It is important to note that clipped planchets are actually incomplete planchets and occur pre-striking. Planchets are the round material upon which the dies impart an image. They begin as long coils of metal that are 13 inches wide. These coils are fed into the blanking machine which punches out metal disks from this strip (Photo #3). The resulting blanks (Type 1) are only slightly larger in diameter than the finished planchets. The blanks are then annealed and washed (Type 2). The final step comes when these blanks have a raised rim applied to them (a process called upsetting) from which they emerge as planchets.
With this in mind, the first thing to look at is the shape and edge of the clip. The clip must have an arc similar in fashion to that of the coin. It may not be the perfect shape, because it gets distorted slightly when struck, but it should be close. Therefore, if another coin of the same denomination is placed alongside this coin, it should almost "fit" into the area that is missing.
Next, by looking at the edge of the clip area, there will be tell tale signs that it was “punched out” of the strip. Photo #4 illustrates what is referred to as "cut and tear" marks, which are always present on mint made clips. This phenomenon occurs during the first stage of making the planchets when it is "punched out" of the metal strip. The punch does not penetrate the strip completely. Instead, it cuts only partially through, the planchet then being "pushed" the rest of the way through a shearing action.

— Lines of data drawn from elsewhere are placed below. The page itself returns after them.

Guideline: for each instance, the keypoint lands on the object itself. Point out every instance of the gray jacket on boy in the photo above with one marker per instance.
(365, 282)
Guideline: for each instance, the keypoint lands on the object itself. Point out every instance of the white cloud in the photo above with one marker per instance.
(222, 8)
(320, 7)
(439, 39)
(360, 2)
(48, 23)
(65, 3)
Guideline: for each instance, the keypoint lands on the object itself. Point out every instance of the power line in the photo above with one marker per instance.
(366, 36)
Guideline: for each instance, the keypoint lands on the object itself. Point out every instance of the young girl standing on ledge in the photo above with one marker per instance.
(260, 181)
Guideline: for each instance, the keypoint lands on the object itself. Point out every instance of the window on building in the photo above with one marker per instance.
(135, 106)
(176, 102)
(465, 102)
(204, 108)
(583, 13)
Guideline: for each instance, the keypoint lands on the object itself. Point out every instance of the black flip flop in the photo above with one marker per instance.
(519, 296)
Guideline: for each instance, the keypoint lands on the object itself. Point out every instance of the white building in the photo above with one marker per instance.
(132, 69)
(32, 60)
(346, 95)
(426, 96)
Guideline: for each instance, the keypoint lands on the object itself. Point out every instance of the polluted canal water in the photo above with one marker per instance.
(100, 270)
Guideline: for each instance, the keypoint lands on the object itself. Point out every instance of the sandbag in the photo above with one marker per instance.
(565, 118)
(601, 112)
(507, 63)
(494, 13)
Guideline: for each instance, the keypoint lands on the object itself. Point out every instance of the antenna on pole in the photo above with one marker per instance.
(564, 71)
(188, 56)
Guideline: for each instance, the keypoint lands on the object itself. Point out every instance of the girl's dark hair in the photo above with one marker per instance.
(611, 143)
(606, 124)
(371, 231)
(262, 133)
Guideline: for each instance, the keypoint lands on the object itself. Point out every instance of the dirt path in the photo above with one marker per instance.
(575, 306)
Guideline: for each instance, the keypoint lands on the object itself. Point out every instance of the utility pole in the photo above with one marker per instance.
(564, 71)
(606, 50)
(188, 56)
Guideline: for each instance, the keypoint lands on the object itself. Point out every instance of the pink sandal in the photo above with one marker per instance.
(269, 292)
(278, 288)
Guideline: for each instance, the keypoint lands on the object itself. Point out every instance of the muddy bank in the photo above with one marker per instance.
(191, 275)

The next area to look at is the rim of the coin (obverse and reverse) that is directly opposite the clip. The rim in this area will be wider and weaker than the rest of the coin. (Photo #5)This occurs because the planchet lacks upsetting in this area. The rim could not be "raised," since there was no opposing side to force it up.
Lastly, we will look at the design elements of the coin surrounding the clip. These two photos (Photo #6 and Photo #7) are of the obverse of the coin by the clip area. When a coin is struck, metal will flow into the dies. It will flow into the areas of least resistance first. For this reason, the details (wording and design elements) of the coin will be distorted in the areas closest to the clip. There will be "flow lines" where the metal is moving towards the clip. The same will be true of the reverse of the coin. Additionally, the edge of the clip should be rounded on each side of the coin since the metal is flowing and curving into that area of the clip (Photo #8).
Clips are measured in terms of percent of missing metal from the planchets. In this case, these planchets are missing 15% of their metal (weighs 4.5 grams) or have a 15% curved clip. Since curved clips form an arch, gauges are usually employed to measure clips which are measured in increments of 5%. Curved clip is used (with no mention of %) when less than 5%.
Obverse is at left, and reverse at right.